The next best thing is to use an authenticator app. I use Authy, Microsoft Authenticator, and Google authenticator. You can use more than one and it’s a good idea to do that in case something doesn’t work. ALL these can be used offline.
The only truly secure way is to get a physical security key such as a Yubikey and use a passkey on the site. This is not supported by everyone (yet) but most services including any Google services support passkeys. Check youtube for more info. In order to get in to your account with a passkey, the thief has to have your physical key in their possession. Almost impossible to break and you can disable the key remotely if it’s lost or stolen. It can also generate codes although I haven’t used that feature as I use passkeys where ever I can. You don’t need codes with a passkey, you just tap the button on your key or hold it to the back of your phone until it vibrates to use it with NFC.
If I can help anyone else be secure I will be glad to answer any questions to the best of my ability. I have financial interest in any of the companies I mentioned nor any affiliation. I’m just sharing my research. Even though my info is still out there, I have not had any issues since getting my Yubikeys (2 in order to have one for backup just in case kept in a safe location).
Sorry this is such a rant, but I feel like people should be informed.
Jeez, I proofread the post twice and edited, but didn’t catch that, thank you! Yes, I have no connection with those companies and paid for my products.
@Best_Handmade_Soaps thank you for sharing all of that, and I am so sorry that you had to go through it.

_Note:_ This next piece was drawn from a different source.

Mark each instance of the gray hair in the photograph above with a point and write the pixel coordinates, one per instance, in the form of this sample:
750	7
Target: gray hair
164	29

I hope the scum who put you through that are held accountable.
So, we run a company, a corporation, a small one but we have a team of artisans, and humans we treat like family.
So now, if we take off a day or two, or we do our once every 7 year 5 days off holiday to an exotic place we must leave our phone with a trusted team member.
Yes we set up the Google phone two factor authorization several times. They shut it down when we did not use it for a set amount of time.
Additional safety factor. If something like what happened to @Best_Handmade_Soaps happens to you, if you have child accounts with full access, you can continue to process orders and function if the main account gets locked.